One of my long-standing goals for this year was to somehow dip my toe into the nonfiction racket. And I’ve long had my eye on Strange Horizons‘ review page, which is one of the most expansive and diverse reviewing spaces in the SF world. Sometimes they review a book and I’m actually a bit surprised that it even exists. My main stumbling block, though, was kind of a silly one: I’m not very familiar with contemporary SF releases–the way that I found out about books is by reading about them on blogs or review pages…by which time Strange Horizons has probably already reviewed them. Every time I thought of a book that I could review, they had already reviewed it.
However, with my slush-reading gig coming to a close, I felt like any cachet that I had as a member of the current SH staff would be lost and that I should really send out an email to the reviews editor before the end of the year. And that’s when I remembered that Locus–the SF/F publishing industry’s trade journal–has listings of just-released books. So I browsed the listings and selected three likely contenders: the latest book in a pretty popular series (Bujold’s Captain Vorpatril’s Alliance), a niche literary collection that’s getting tons of buzz (Karin Tidbeck’s Jagannath), and the latest short story collection by a frequent Strange Horizon’s contributor (Elizabeth Bear’s Shoggoths In Bloom).
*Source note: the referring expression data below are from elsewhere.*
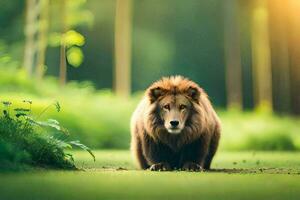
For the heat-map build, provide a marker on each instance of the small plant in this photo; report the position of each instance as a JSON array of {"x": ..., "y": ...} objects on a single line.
[{"x": 27, "y": 141}]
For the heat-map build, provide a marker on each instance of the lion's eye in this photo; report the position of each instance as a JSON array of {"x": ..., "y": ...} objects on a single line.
[
  {"x": 182, "y": 107},
  {"x": 167, "y": 107}
]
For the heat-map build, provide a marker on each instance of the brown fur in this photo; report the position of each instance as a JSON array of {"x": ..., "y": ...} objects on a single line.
[{"x": 194, "y": 147}]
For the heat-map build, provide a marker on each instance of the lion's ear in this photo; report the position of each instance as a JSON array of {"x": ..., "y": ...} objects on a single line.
[
  {"x": 194, "y": 93},
  {"x": 155, "y": 93}
]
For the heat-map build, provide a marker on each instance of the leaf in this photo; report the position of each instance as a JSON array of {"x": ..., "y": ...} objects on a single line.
[
  {"x": 82, "y": 146},
  {"x": 49, "y": 123},
  {"x": 21, "y": 110},
  {"x": 72, "y": 37},
  {"x": 6, "y": 103},
  {"x": 21, "y": 114},
  {"x": 27, "y": 101},
  {"x": 57, "y": 106},
  {"x": 75, "y": 56}
]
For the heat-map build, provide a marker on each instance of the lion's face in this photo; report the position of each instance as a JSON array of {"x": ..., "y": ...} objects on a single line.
[
  {"x": 174, "y": 111},
  {"x": 173, "y": 103}
]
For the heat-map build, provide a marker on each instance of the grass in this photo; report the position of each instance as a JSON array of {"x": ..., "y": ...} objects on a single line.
[
  {"x": 248, "y": 175},
  {"x": 100, "y": 120},
  {"x": 26, "y": 142}
]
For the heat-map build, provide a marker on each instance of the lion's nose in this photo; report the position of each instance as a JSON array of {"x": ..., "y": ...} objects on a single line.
[{"x": 174, "y": 123}]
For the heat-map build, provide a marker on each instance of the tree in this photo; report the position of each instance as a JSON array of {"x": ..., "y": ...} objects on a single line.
[
  {"x": 30, "y": 32},
  {"x": 280, "y": 55},
  {"x": 42, "y": 38},
  {"x": 294, "y": 41},
  {"x": 232, "y": 55},
  {"x": 261, "y": 59},
  {"x": 122, "y": 70},
  {"x": 63, "y": 63}
]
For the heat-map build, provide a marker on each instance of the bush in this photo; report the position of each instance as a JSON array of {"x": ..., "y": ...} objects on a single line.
[
  {"x": 101, "y": 120},
  {"x": 25, "y": 143}
]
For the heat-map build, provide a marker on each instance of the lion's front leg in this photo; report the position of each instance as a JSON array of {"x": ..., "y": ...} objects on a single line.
[
  {"x": 163, "y": 166},
  {"x": 194, "y": 155},
  {"x": 157, "y": 155}
]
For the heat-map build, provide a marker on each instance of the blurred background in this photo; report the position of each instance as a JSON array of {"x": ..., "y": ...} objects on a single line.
[{"x": 97, "y": 56}]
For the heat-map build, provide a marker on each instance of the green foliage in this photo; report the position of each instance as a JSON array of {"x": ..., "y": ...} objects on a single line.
[
  {"x": 99, "y": 119},
  {"x": 26, "y": 142}
]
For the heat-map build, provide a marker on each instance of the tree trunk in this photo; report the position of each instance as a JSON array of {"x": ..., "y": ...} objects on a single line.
[
  {"x": 232, "y": 55},
  {"x": 294, "y": 46},
  {"x": 262, "y": 78},
  {"x": 280, "y": 55},
  {"x": 42, "y": 38},
  {"x": 122, "y": 72},
  {"x": 30, "y": 30},
  {"x": 63, "y": 63}
]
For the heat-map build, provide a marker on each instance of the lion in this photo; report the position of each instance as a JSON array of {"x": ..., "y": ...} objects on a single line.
[{"x": 175, "y": 127}]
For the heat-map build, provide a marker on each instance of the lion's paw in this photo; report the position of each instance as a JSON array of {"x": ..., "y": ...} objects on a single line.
[
  {"x": 160, "y": 167},
  {"x": 191, "y": 166}
]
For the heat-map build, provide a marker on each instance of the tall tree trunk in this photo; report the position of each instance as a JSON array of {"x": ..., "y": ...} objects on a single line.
[
  {"x": 294, "y": 44},
  {"x": 122, "y": 72},
  {"x": 262, "y": 78},
  {"x": 280, "y": 55},
  {"x": 30, "y": 30},
  {"x": 42, "y": 38},
  {"x": 63, "y": 63},
  {"x": 232, "y": 55}
]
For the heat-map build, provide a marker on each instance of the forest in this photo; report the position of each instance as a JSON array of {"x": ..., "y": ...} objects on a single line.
[{"x": 72, "y": 73}]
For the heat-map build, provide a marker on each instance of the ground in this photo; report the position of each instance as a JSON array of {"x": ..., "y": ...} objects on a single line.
[{"x": 244, "y": 175}]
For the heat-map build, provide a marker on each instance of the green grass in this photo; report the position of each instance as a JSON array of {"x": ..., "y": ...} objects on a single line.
[
  {"x": 100, "y": 119},
  {"x": 248, "y": 175}
]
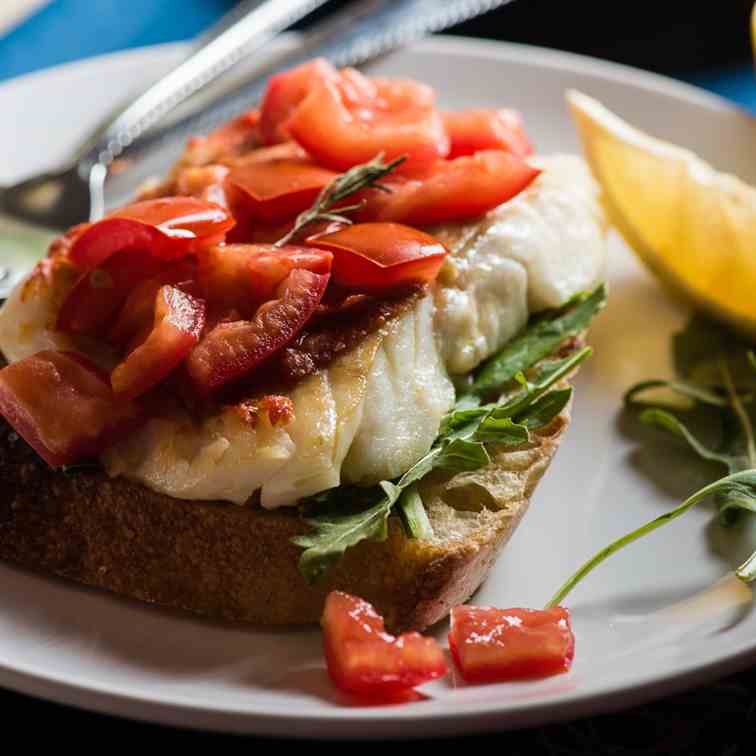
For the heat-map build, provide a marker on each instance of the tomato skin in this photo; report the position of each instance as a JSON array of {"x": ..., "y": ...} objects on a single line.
[
  {"x": 169, "y": 227},
  {"x": 338, "y": 137},
  {"x": 454, "y": 190},
  {"x": 275, "y": 190},
  {"x": 243, "y": 276},
  {"x": 137, "y": 312},
  {"x": 495, "y": 645},
  {"x": 98, "y": 295},
  {"x": 63, "y": 406},
  {"x": 363, "y": 658},
  {"x": 284, "y": 93},
  {"x": 471, "y": 131},
  {"x": 233, "y": 350},
  {"x": 379, "y": 258},
  {"x": 179, "y": 320}
]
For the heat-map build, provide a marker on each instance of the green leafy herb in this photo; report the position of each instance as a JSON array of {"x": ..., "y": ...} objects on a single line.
[
  {"x": 333, "y": 534},
  {"x": 528, "y": 400},
  {"x": 536, "y": 342},
  {"x": 365, "y": 176},
  {"x": 746, "y": 480},
  {"x": 717, "y": 375},
  {"x": 413, "y": 514}
]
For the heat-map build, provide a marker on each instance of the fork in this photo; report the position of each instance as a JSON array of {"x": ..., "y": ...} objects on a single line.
[{"x": 32, "y": 210}]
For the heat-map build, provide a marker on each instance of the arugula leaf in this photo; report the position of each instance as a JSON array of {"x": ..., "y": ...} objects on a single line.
[
  {"x": 718, "y": 374},
  {"x": 669, "y": 422},
  {"x": 744, "y": 480},
  {"x": 333, "y": 534},
  {"x": 413, "y": 514},
  {"x": 535, "y": 343},
  {"x": 527, "y": 403},
  {"x": 690, "y": 391},
  {"x": 545, "y": 409},
  {"x": 502, "y": 430},
  {"x": 461, "y": 455}
]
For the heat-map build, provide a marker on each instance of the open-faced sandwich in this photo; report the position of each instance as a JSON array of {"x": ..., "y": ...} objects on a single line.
[{"x": 329, "y": 351}]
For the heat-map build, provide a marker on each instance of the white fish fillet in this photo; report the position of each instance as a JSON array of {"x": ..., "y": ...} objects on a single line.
[{"x": 375, "y": 410}]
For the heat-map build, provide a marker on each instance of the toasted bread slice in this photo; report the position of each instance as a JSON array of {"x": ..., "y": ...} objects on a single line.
[{"x": 237, "y": 563}]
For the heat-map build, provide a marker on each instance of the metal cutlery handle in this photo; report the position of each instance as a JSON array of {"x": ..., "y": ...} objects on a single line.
[
  {"x": 361, "y": 32},
  {"x": 251, "y": 24}
]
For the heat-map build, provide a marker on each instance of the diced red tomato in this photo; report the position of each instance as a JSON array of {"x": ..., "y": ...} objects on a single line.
[
  {"x": 453, "y": 190},
  {"x": 275, "y": 188},
  {"x": 363, "y": 658},
  {"x": 138, "y": 311},
  {"x": 340, "y": 134},
  {"x": 471, "y": 131},
  {"x": 98, "y": 295},
  {"x": 167, "y": 227},
  {"x": 63, "y": 406},
  {"x": 206, "y": 182},
  {"x": 378, "y": 258},
  {"x": 178, "y": 322},
  {"x": 233, "y": 350},
  {"x": 243, "y": 276},
  {"x": 285, "y": 92},
  {"x": 492, "y": 645}
]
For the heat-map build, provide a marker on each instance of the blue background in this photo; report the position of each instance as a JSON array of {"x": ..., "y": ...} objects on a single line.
[{"x": 66, "y": 30}]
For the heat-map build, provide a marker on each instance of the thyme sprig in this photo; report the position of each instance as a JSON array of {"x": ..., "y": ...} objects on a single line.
[{"x": 365, "y": 176}]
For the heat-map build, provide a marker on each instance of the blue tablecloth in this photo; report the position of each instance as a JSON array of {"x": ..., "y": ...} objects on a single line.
[{"x": 67, "y": 30}]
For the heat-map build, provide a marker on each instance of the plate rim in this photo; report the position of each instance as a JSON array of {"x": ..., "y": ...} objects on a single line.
[{"x": 390, "y": 722}]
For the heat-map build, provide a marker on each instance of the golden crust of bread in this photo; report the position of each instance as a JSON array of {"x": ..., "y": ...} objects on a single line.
[{"x": 237, "y": 563}]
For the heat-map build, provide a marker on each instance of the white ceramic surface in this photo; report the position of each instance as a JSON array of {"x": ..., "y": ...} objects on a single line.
[{"x": 651, "y": 620}]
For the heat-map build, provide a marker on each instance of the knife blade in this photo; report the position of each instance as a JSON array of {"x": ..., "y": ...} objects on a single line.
[{"x": 353, "y": 36}]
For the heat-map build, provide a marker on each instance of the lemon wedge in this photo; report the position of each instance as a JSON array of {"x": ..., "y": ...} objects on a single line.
[{"x": 692, "y": 225}]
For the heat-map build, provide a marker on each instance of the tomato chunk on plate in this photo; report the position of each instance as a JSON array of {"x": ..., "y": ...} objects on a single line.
[
  {"x": 63, "y": 406},
  {"x": 378, "y": 258},
  {"x": 232, "y": 350},
  {"x": 453, "y": 190},
  {"x": 179, "y": 320},
  {"x": 471, "y": 131},
  {"x": 363, "y": 658},
  {"x": 168, "y": 227},
  {"x": 495, "y": 645}
]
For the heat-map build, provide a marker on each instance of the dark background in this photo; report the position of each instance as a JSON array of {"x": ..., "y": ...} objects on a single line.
[{"x": 705, "y": 41}]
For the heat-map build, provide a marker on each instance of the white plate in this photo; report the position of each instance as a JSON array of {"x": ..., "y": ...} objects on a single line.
[{"x": 638, "y": 634}]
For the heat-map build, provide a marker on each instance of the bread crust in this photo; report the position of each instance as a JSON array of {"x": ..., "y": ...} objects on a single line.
[{"x": 237, "y": 563}]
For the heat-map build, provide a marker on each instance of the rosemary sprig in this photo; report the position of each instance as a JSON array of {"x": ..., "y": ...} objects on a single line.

Then I sent out an email asking if the editor would be interested in any of these three books. She responded that the Tidbeck was already assigned, but she’d be down to see a review of the Bear collection.
So I got ahold of the later and read it over a weekend. It’s been years since I’ve been so nervous about writing something. My feeling was that a reviews don’t get rejected very often, just because it’s hard to sell them elsewhere and I doubt that there are toooo many people writing them. But still, it was very first book review (I think of the writing on this blog as being more in the nature of a reaction or a response–it’s not meant to describe a book and it’s definitely not meant to inform consumer purchases), and I definitely didn’t want to suck at it.
Anyway, after many hours of exhausting labor (and one revision), the review was accepted for publication and went live today! I am happy. The first step in getting a license to bloviate!